The band may revel in the deliberate menace of their music as the dark and labyrinthine passages from their popular tracks, but its presence seems something of an anomaly in Afghanistan, a country where the diplomatic mood (extremists earlier, moderates now) governs what people can and can't do. In fact, Travis Beard, the band manager's house, where the band jams, is more used to bullets and missiles than dense tunes paired with even denser vocals. Music in Afghanistan was considered haraam or un-Islamic and under the Taliban. The assault on the arts continued through the years, especially in '90s, and particularly on music, as tapes and musical instruments were burnt and musicians beaten up. A pop concert in Herat was bombed in 2010, allegedly by the Taliban.
"For how long will we keep hiding and not express ourselves? Music is a way of expressing what we feel about everything and saying it," says Pedram, who is a regular at the Sound Central Music Festival in Kabul, a sort of secret music festival that is not announced through banners in colleges, but through texts, and discussed in hushed tones before it takes place in a basement. This counterculture in, arguably, the world's most riotous city, has the young Afghans sitting up and taking notice. "There is a lot of anger in the people and they consider music a way of letting it out. You should see them at our gigs, headbanging and grooving to what we create," says Yusoof.

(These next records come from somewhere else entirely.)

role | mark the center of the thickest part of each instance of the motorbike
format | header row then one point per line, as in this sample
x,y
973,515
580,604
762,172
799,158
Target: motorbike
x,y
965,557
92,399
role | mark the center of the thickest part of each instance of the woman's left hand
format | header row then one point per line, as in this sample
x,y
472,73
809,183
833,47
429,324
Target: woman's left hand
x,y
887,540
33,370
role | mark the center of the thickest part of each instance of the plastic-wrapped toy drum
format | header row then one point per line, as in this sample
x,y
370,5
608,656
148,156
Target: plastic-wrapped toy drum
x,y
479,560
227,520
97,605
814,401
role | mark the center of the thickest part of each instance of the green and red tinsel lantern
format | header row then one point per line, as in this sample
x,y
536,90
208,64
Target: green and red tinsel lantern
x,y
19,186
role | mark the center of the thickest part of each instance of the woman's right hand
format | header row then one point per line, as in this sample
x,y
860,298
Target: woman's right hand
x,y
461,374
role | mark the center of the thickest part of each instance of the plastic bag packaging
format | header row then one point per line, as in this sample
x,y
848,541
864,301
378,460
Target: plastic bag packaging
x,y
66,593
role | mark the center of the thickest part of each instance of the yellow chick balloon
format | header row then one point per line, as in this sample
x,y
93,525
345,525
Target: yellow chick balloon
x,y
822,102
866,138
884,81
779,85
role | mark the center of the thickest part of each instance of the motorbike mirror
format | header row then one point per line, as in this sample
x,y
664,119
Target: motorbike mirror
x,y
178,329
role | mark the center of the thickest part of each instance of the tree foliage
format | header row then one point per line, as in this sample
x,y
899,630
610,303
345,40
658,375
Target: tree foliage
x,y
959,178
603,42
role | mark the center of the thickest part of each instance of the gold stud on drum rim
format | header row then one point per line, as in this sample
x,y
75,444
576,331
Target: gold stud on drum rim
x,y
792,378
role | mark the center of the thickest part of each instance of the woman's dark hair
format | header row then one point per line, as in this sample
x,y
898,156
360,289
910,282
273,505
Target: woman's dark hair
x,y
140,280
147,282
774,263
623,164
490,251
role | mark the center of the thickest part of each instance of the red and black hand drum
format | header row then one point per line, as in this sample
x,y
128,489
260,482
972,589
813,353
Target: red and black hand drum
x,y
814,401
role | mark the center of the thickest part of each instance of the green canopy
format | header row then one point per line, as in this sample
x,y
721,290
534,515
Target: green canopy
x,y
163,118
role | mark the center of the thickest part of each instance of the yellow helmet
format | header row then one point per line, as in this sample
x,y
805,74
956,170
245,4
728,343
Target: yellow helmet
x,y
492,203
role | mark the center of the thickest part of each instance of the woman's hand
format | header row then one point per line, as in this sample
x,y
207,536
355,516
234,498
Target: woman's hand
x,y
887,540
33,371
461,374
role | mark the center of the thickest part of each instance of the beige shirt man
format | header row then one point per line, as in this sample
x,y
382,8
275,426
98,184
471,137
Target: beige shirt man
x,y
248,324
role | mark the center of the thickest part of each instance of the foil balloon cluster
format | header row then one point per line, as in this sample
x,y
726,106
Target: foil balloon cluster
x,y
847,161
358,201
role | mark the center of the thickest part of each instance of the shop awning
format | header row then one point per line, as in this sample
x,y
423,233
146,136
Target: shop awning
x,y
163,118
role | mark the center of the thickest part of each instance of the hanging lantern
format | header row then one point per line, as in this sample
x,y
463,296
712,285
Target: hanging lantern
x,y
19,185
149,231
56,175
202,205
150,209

The band also played with masks on for a quite a while. "We listen to your songs (Bollywood music) too, but metal is their calling," iterates Beard, a musician himself.
The band was formed in 2008 when two cousins, Lemar Saifullah and Qais Shaqasi, met the Foushanji brothers, Pedram and Qasem, through Australian filmmaker and musician Beard. "We were a bunch of students who wanted to play music. In fact, we composed weird stuff in the beginning. We learnt everything while making music," says Pedram, who adds that their initial audience comprised expats and aid workers .
Their repertoire for India includes songs such as Joy vs sorrow and The dying bride, the former being a verse by Kahlil Gibran. The boys do not wear their masks any more, distorting it like no Afghan has ever done it before. It is time. And they are ready to let go.